Divorce is a frightening prospect for many Texas couples. In addition to the challenging and painful emotions that emerge, many who face divorce are also facing an uncertain future. It can be helpful to have a good understanding of what divorce is meant to accomplish and keep reasonable expectations of what will happen.
When considering the consequences of a separation, it is important to understand divorce as primarily a legal process. A divorce is not meant to resolve the underlying emotional issues or enforce respectful contact and relations between the spouses. Most divorce proceedings can be simplified to three primary areas: property division, alimony or support and child custody or visitation.
Property division is one area where couples tend to have unrealistic expectations or misconceptions of the law. The general goal of property division is to provide a fair and equitable split of the assets the couple acquired during marriage. This means that certain property a spouse kept separate may not be subject to division. It also means that property division may not be exactly equal. Each spouse should consider what is most important to them. For example, an ex may want the family home more than a business or financial assets. This spouse may agree to surrender their share of the financial assets in exchange for keeping the entire house.

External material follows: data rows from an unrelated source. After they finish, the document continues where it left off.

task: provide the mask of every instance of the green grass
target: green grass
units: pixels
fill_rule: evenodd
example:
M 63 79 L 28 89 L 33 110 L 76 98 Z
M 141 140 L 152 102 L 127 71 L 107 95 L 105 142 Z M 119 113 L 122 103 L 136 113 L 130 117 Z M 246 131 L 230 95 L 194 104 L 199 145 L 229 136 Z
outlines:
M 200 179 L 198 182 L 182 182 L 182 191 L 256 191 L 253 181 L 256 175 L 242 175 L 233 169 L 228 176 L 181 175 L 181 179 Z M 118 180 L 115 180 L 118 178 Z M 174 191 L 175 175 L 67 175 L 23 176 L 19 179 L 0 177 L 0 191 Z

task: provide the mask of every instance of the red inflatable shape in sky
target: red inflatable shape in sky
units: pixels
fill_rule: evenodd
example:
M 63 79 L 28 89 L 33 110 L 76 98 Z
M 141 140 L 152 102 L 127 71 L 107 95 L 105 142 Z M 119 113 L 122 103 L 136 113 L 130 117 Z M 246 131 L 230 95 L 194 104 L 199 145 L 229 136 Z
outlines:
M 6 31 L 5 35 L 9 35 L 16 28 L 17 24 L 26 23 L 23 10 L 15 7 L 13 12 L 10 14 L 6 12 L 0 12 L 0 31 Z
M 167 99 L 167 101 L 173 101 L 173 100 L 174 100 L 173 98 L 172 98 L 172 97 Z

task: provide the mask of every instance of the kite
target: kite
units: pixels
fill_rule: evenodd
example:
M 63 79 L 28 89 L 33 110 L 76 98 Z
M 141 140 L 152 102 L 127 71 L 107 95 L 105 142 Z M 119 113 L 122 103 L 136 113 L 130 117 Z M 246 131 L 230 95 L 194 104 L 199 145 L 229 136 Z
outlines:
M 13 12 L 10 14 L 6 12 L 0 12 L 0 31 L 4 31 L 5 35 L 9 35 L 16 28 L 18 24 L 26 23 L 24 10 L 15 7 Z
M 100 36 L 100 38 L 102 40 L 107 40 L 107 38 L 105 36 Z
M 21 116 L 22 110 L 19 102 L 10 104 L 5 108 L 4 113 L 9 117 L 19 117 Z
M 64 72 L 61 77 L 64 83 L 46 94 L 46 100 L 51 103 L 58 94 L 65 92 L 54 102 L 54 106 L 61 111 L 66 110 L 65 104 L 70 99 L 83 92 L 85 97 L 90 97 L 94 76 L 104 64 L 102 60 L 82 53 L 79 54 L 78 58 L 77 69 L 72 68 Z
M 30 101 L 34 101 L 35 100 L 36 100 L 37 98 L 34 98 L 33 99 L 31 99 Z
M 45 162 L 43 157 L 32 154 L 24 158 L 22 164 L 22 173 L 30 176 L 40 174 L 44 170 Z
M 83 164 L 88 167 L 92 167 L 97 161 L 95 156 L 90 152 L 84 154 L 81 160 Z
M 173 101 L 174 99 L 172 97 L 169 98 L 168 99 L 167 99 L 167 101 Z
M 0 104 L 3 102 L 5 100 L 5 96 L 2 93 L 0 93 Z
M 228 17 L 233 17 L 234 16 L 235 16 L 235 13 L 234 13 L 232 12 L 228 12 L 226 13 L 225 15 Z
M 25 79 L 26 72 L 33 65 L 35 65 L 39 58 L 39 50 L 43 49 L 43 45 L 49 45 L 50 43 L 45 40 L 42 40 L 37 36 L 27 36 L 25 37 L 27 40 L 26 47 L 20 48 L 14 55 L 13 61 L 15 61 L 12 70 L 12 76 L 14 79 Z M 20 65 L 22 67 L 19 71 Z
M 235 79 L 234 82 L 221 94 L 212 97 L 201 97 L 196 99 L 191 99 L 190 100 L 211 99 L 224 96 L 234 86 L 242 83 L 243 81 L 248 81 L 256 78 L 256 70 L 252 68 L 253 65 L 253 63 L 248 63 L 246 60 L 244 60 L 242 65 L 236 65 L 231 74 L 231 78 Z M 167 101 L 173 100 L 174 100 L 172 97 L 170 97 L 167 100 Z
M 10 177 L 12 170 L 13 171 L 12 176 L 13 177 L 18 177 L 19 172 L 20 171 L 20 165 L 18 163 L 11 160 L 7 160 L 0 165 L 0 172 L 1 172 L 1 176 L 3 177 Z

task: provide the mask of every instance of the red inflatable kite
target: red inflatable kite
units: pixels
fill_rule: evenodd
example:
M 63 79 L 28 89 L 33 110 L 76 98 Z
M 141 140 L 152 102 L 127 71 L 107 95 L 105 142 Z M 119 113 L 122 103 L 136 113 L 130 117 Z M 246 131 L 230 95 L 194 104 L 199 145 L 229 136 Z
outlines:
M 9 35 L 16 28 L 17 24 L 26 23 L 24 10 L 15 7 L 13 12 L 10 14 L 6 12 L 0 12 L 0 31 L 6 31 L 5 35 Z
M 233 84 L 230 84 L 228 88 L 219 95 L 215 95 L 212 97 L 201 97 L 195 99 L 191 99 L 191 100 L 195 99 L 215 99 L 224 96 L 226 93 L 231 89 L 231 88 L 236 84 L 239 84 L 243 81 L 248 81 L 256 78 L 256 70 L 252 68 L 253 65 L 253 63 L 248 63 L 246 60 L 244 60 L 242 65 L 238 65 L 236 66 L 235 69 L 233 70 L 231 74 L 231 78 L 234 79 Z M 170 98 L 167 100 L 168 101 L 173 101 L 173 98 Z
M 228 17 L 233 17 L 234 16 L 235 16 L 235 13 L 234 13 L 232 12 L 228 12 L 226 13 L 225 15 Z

Coming to a mutual agreement about property division can make a divorce much easier. The court tends to give spouses more leeway if they avoid litigation. For instance, if the couple in the aforementioned example work out their own agreement, then the house could remain with one of them. If they cannot agree, then it is likely they will have to sell the house and split the proceeds. A person may be able to work with their attorney on reaching an agreement about complicated divorce aspects like property division.